– Нет, нет, конечно, над ухом, – открывая на мгновенье глаза и почти не разжимая рта, недовольно ответил он на вопрос костюмера, устроить ли фальконеты на высоте половины уха или над ухом. Талызин тотчас закрыл глаза в облаке белой пыли, с живостью высвободил правую руку из-под пудер-мантеля и наметил указательным пальцем уровень фальконетов. Он задавал моду в Петербурге, очень изысканно одевался, насколько это позволял мундир, и немного гордился этим, как гордятся эстеты своей любовью к красивым вещам.
– Слушаю-с, ваше превосходительство, не извольте беспокоиться, – сказал почтительно-ласково костюмер, обожавший Талызина за его щедрость и за благодушную барскую вежливость. Белое облако разошлось. Складки на лице Талызина исчезли. Он открыл глаза и взглянул в большое тройное зеркало, расположенное над туалетным столом. Стол у него был китайчатый лаково-сургучный с золотыми храмами на доске; туалетный прибор – русского глянцевитого, снежно-белого фарфора с алыми розами. Талызин ценил русский фарфор и считал своим долгом богатого человека покровительствовать отечественному искусству. Стены комнаты, над низом резного дуба, были затянуты русскими гобеленами императорской шпалерной мануфактуры. Талызин не любил однородного стиля мебели: Louis XVI к тому же надоел и вышел из моды, Louis XV и даже Louis XIV были у всех знатоков. В комнатах Талызина были собраны красивые и дорогие вещи самых разных эпох и стилей. На полу лежал мягкий бархатный ковёр Savonnerie. Мебель была розового дерева, крытая шитым шёлком.
– Да, так хорошо, – сказал Талызин, внимательно осмотрев причёску. Он передвинул левую створку зеркала в раме, отделанной яшмой и порфиром. – Вон тут разве пригладить?.. Впрочем, нет, хорошо. Благодарю вас.
Костюмер, вытянув шею и губы, осторожно подул на края волос Талызина, который, почувствовав на лбу дыхание, брезгливо отшатнулся.
– Я вас, кажется, просил не сдувать пудру, – сердито сказал он и тотчас же смягчился: он не способен был говорить резко с людьми низшего положения.
– Простите, запамятовал, ваше превосходительство, – с несколько обиженным выражением сказал костюмер. Он развязал шнурок, которым был перевязан большой свёрток в гладкой чистой бумаге, вынул розовое домино и ловко развернул его на левой руке перед Талызиным.
– Как изволили приказать, ваше превосходительство, французского шёлка, капюшончик высокий, а маска прямо из Парижа, от Марасси…

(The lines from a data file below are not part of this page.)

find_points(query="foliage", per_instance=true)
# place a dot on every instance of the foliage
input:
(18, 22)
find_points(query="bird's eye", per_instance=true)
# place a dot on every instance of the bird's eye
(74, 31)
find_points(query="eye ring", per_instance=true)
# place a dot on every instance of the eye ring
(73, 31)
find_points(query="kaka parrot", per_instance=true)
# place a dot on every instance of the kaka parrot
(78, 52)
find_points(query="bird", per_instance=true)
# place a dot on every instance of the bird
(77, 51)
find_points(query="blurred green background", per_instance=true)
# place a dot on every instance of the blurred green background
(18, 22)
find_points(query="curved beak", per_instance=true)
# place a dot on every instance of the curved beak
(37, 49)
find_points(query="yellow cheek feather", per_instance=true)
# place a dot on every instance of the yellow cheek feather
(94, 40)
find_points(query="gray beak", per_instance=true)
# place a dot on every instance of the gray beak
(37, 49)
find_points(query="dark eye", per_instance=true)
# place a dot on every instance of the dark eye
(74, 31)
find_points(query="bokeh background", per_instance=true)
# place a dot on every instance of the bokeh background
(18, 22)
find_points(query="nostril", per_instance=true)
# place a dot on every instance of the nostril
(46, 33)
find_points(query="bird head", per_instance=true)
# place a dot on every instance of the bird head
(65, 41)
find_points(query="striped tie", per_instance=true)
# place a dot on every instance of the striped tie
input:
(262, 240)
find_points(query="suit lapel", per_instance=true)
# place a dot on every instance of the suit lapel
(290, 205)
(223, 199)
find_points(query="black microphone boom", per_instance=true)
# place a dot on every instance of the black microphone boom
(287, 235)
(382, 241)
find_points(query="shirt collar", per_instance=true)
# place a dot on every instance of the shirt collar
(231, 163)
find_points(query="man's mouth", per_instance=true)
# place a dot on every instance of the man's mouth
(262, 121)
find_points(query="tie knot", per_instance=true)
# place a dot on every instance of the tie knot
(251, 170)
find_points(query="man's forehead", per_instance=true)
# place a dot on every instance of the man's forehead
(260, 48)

– А другое домино у вас в свёртке зачем?
– Это не для вашего превосходительства, это для их сиятельства князя Зубова. От вас к ним велено приехать, в кадетский корпус.
«В кадетский корпус? Ах да, в самом деле, ведь ему приказано воспитывать юношество… Хорош воспитатель, – подумал с неприятным чувством Талызин. Ему опять пришло в голову, что на то дело, которое они затеяли, должны были бы идти только безупречные люди. – Правда, во всяком хлебе не без мякины. Где же их взять, безупречных людей? Вот и Панина сослали…»
Он в сотый раз подумал, что только чудом каким-то они всё ещё гуляют на свободе, когда посвящены в дело десятки людей.
– Истинное чудо! – произнёс вдруг вслух Талызин. Он в последнее время часто говорил сам с собой. Костюмер посмотрел на него вопросительно, но одновременно сам Талызин с испугом оглянулся на костюмера, точно тот по этим двум словам мог догадаться об его мыслях.
– Чудное домино, – сказал он, улыбнувшись своей нехитрой выдумке.
– Прикажете пристегнуть капюшон?
– Да, пожалуйста.
«Разумеется, чудо, не иначе как промысел Божий, – продолжал думать Талызин. – Да ещё, кроме Провидения, то, что Тайной канцелярией ведает опять же Пален…» Он внутренне поморщился от циничной формы, в которую вылилась его мысль. Ему пришло в голову, что это не случайно: в последнее время слишком часто что-то совершенно непривычное, циническое стало заскальзывать в его душу. «Тот старик француз говорит, что людей можно делить по тому, как часто им приходят в голову так называемые циничные мысли, и по тому, любят ли они эти мысли или нет. Что ж, может быть, и вправду политика без этого не бывает. Да, я не создан для дел политических», – думал Талызин. Эта мысль, всё чаще приходившая ему в голову по мере того, как близился к развязке заговор, была ему и приятна, и немного его огорчала.